A crust made with Chebe gluten-free bread mix, pizza sauce, and suggested toppings is featured in this Quick & Easy Low FODMAP Pizza recipe.
Pizza is one of my favorite foods and it’s a necessity in my life. I do have a wonderful pizza crust in my cookbook. It’s a yeast recipe (also egg-free) that takes a little more effort and time to make, so I wanted to share a really quick and easy way to make a low-FODMAP pizza crust.
If you are familiar with commercially available gluten-free baking mixes, you’ve probably heard of Chebe. Chebe makes a range of bread mixes that are made of modified tapioca starch. They make a delicious pizza crust mix, but unfortunately, it contains garlic and onion. I decided to try the plain Chebe All-Purpose Bread Mix, but follow the directions for their pizza crust. It worked! (Affiliate link: as an Amazon Associate, I earn from qualifying purchases.)
I deviate a little from their directions and found a method that works perfectly for me. I add a little Parmesan cheese and Italian herbs to the mix. Garlic- and shallot-infused oils add aroma and flavor.
How to Make Low FODMAP Pizza
Time needed: 40 minutes
Making Quick & Easy Low FODMAP Pizza
- Preheat oven to 450 degrees F
- Whisk wet ingredients together
First, whisk the eggs, oils, and water or milk (I usually just use water) together with a fork in a medium bowl.
- Add dry ingredients
Add the bread mix, Parmesan, and herbs, and stir it in as much as you can with the fork. (Herbs not pictured.)
- Form a dough
Use your hands to form a dough and knead several times until it’s smooth.
- Pat dough in pan
Pat the dough in the bottom of the pizza pan (pardon my fingers!). Pop the crust in the oven and bake for 7 minutes.
- Make sauce
While the crust is baking, mix up the yummy sauce.
- Add toppings
On this particular pizza, I added black olives, tuna and mozzarella.
- Bake
Bake for 9 to 10 minutes, or until cheese is melted and just starting to brown.

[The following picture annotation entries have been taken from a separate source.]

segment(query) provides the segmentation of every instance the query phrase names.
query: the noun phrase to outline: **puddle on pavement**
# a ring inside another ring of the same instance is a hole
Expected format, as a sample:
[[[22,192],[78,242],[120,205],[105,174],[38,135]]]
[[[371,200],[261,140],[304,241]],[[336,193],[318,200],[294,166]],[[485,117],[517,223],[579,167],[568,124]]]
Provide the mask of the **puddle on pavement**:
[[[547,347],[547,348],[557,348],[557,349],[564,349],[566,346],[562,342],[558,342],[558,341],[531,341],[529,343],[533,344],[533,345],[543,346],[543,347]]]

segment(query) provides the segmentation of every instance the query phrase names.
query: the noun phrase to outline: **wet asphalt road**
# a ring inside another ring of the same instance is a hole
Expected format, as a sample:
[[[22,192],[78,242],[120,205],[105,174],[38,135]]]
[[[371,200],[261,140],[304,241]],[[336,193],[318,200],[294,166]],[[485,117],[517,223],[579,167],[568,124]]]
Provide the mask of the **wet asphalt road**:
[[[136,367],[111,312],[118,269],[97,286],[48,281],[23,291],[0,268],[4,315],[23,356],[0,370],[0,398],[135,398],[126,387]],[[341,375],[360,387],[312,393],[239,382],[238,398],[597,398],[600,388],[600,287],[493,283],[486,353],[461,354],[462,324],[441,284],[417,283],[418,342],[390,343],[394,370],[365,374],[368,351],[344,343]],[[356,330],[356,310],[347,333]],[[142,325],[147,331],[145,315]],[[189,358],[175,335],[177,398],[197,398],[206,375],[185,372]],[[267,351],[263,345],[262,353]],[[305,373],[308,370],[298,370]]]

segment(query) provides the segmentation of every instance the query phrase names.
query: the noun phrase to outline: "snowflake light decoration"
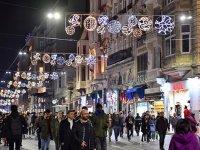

You may enjoy these other low-FODMAP Italian recipes from my collection:
Low FODMAP Pizza (Quick & Easy)
Ingredients
Crust
- 2 large eggs
- 1 tablespoon Fody Garlic Infused Oil*
- 1 tablespoon Fody Shallot Infused Oil*
- 1/4 cup water or lactose-free milk
- 1 Box Chebe All-Purpose Bread Mix
- 2 tablespoons grated Parmesan cheese
- 1 teaspoon Italian Herb Seasoning
Sauce
- 3/4 cup Pomi 100% Tomato Sauce (or tomato puree)
- 1 1/2 teaspoons FODY Garlic Infused Oil*
- 1 1/2 teaspoons FODY Shallot Infused Oil*
- 2 teaspoons Italian Herb Seasoning
- 1/2 teaspoon kosher salt
- 1/4 teaspoon ground black pepper
Topping Ideas
- Low-FODMAP Italian Seasoned Sausage
- Shredded mozzarella cheese
- Sliced olives
- Bell peppers
- Browned ground beef
- Tuna (Hey, don’t knock it ’til you try it!)
- Canadian Bacon and Pineapple
Instructions
- Heat oven to 450 degrees F. Lightly grease a 12-inch pizza pan (greasing not needed if using non-stick pan).
- To make the crust: Whisk the eggs, oils, and water or milk together in a large bowl with a fork. Stir in the Chebe mix, Parmesan, and Italian herbs as much as you can with the fork, then use your hands to form the mixture into a dough. Knead the dough several times until smooth. Transfer to the pizza pan and pat the dough in the bottom of the pan.
- Bake crust for 7 minutes.
- While crust is baking, make the sauce: combine the tomato sauce, garlic oil, shallot oil, Italian herbs, salt and pepper in a small bowl.
- Spread the sauce evenly over the par-baked crust and sprinkle with toppings. Bake 9 to 10 more minutes, or until the cheese is melted and just starting to brown. Slice and serve.